The LLM is putting the SVG in the right order because the code that drives the SVG is just that - code - and the numerical order is easily defined there, even if it has to follow something like a spiral.
Edit: although LLMs now also may be using thinking modes with their feedback during generation to help with complex positioning when drawing something like an SVG, as I just asked claude to generate me one such spiral number SVG and it did so interactively via thinking, and the code generated is incredibly explicit with positions, so, that must help. But the underlaying idea to two-step SVG-to-diffusion model is the real key here.
It's normal to first create a plan, then allow agents to write code. But it seems to be surprising for many to first create a draft / outline of a picture, then go for a final render.
Has anyone built a platform which has image to image pipelines and lets you use prompt to SVG generation from SOTA LLMs?
ComfyUI?
Has anyone had good luck with making consistent game art and assets?

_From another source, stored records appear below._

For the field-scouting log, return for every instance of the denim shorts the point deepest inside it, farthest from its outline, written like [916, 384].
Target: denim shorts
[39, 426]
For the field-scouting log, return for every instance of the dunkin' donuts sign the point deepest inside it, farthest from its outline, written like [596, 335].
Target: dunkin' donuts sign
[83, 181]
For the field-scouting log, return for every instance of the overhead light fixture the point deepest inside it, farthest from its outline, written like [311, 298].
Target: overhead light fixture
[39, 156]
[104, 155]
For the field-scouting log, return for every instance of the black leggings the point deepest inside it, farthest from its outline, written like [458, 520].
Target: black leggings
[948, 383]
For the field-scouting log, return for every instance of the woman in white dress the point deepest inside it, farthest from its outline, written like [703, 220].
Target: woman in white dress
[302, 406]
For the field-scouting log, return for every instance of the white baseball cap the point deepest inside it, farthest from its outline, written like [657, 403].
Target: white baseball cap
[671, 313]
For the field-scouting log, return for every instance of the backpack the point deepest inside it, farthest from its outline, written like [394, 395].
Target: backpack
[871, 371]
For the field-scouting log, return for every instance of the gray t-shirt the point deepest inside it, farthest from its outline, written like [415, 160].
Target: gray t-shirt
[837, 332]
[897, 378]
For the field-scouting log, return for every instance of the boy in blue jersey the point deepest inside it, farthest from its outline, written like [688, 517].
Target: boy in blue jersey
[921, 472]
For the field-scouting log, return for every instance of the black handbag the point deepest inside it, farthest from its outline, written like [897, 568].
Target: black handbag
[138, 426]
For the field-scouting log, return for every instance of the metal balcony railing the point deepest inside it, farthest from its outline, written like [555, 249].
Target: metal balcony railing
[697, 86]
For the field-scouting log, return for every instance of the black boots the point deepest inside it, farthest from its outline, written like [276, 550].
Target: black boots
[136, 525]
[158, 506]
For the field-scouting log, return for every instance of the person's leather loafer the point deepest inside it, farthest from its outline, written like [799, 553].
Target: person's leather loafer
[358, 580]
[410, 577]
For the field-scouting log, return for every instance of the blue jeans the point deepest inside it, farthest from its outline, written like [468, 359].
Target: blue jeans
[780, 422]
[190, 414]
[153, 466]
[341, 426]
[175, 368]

And what happens if the model can't come up with a good enough SVG to begin with?
Transformers are great translators. So, yeah, starting with structured output like SVG is probably the best way to start.
It should be fairly trivial to fix any logic errors in the structured output, too.

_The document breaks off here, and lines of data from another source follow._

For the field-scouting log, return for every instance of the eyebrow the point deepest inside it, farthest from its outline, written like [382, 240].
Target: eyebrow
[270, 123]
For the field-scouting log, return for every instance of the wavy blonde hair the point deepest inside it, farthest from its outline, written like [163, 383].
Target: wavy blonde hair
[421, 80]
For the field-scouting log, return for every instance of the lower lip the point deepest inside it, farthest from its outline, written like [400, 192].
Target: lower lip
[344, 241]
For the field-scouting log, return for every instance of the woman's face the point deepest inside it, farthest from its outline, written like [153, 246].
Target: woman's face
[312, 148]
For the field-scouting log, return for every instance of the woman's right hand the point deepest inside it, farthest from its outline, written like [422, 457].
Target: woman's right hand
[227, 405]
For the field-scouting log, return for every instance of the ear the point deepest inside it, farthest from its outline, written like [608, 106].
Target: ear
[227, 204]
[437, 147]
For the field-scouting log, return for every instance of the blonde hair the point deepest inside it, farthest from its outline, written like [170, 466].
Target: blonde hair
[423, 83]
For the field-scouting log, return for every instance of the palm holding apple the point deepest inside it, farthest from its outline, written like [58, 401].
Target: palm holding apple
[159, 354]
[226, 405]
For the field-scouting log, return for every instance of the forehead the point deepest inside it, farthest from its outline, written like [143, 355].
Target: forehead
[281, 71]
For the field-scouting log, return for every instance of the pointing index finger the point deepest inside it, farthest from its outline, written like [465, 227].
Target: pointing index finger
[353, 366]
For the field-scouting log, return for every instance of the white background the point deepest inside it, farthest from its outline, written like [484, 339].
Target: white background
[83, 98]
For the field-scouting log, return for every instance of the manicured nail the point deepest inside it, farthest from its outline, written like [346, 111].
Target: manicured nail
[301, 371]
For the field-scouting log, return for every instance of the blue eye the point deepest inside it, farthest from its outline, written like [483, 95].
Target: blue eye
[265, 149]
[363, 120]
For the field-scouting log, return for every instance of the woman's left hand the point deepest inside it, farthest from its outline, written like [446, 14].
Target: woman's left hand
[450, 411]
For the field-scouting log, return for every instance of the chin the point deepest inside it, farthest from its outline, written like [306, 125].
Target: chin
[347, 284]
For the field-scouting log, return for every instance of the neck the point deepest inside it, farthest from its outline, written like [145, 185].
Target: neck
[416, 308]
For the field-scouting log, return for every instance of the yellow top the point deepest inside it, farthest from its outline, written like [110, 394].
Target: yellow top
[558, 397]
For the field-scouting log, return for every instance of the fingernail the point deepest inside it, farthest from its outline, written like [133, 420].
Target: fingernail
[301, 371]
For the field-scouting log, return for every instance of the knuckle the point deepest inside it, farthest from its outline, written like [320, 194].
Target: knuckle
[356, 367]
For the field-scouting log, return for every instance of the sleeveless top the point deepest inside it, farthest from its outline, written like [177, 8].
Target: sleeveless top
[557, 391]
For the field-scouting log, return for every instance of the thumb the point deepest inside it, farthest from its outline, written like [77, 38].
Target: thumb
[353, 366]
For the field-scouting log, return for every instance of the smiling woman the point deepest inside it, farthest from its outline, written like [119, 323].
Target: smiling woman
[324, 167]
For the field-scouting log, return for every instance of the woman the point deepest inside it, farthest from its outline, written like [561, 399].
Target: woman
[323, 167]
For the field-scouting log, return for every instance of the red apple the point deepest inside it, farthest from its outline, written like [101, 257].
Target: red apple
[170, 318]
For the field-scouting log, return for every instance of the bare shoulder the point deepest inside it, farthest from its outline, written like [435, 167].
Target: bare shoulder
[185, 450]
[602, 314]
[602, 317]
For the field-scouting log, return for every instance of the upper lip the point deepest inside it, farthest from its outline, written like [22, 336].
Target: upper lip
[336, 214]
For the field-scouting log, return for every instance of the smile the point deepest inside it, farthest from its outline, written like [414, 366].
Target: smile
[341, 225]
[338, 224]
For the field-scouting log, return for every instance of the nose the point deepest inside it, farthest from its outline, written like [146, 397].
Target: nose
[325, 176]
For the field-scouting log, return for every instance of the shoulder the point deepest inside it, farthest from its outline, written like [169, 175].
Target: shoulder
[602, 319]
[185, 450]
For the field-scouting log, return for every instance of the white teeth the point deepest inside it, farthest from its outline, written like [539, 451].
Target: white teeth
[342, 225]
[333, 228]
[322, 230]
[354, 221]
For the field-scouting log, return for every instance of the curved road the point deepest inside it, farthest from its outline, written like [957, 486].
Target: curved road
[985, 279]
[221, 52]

Love the concluding note : it works, but not really.
So LLM/GenAI crave. An entire article to show that it's nearly there, yet it's not, despite convoluted effort to make it just so on a very very niche example.
But if it works part of the time, it's useful. It's easy for a human to check that the numbers are correct, and if they aren't, just regenerate the image. Orders of magnitude easier than creating the image from scratch without the model.

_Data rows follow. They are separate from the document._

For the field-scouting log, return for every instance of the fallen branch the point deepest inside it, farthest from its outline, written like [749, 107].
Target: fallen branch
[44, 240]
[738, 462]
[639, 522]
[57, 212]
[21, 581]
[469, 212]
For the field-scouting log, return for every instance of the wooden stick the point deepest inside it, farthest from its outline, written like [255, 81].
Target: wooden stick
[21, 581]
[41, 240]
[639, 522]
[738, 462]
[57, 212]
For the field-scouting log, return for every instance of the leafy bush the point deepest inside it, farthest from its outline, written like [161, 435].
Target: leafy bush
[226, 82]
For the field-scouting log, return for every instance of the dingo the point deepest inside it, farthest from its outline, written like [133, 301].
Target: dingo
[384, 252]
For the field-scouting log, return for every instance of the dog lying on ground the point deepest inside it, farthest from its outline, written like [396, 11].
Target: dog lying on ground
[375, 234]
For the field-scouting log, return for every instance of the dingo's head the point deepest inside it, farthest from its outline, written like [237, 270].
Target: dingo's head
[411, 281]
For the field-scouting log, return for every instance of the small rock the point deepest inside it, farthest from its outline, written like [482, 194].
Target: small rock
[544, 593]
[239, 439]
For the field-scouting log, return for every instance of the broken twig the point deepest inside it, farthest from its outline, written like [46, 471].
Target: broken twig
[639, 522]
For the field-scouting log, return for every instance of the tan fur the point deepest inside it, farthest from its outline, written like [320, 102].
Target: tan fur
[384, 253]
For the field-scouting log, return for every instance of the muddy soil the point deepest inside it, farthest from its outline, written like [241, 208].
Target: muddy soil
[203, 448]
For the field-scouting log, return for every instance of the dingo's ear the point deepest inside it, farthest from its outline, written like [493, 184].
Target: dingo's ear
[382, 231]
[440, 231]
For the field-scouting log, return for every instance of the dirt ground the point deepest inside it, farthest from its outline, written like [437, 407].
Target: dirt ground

Ive been doing charts for slides like this for a while. Noticed html viz was super reliable, but I could style it with diffusion model. Its very useful for data viz.
inb4 this technique is subsumed into the next MoE model release
LLMs are evolving so fast I wouldn’t be surprised if this technique was not needed in <6 months
I don't think the MoE part has anything to do with it, but the current gen of multimoddal models can do thinking interleaved with autoregressive(?*) image-gen so it's probably not long before they bake this into the RL process, same way native thought obviated need for "think carefully step by step" prompts.
LLMs are rather devolving at this point.
I wondered why I was losing all passion for creating. These tips and tricks are part of the answer.
Wait, where did it get the "Sweet Path//Trail of treats" thing from in the SVG? It wasn't about sweets at that point. Something missing here, I think.
I wish the opposite was true: that when I tell Gemini I want "a diagram of X" that it immediately breaks out Python and mathplotlib, instead of wasting my time with Nano Banana.
Inpainting/guiding from a sketch is how I've always used diffusion models. I thought everyone did that, or at least everyone who wasn't just trying to get some arbitrary filler material without much care of what the output looked like.
I feel sorry for the recipient.
A few months ago I tried to make Le-chat Mistral output a French poetry in Alexandrin (12 vowels). Disastrous at first. Then adding in specifications that each line had to also be transposed in IPA and each syllable counted, it went better.
Still emotionally unrelatable, but definitely was providing something that match the specifications of there are explicit and systematically enforced through deterministitic means. For now I retain that LLM limitations are thus that they can't seize the ineffable and so untrustworthy they can only be employed under very clear and inescapable constraints or they will go awry just as sure as water is wet.
tldr: do a standard img2img workflow where you lay out a skeleton or skeleton or low-res version, and then turn it into the final high-quality photorealistic version, instead of trying to zeroshot it purely from a text prompt.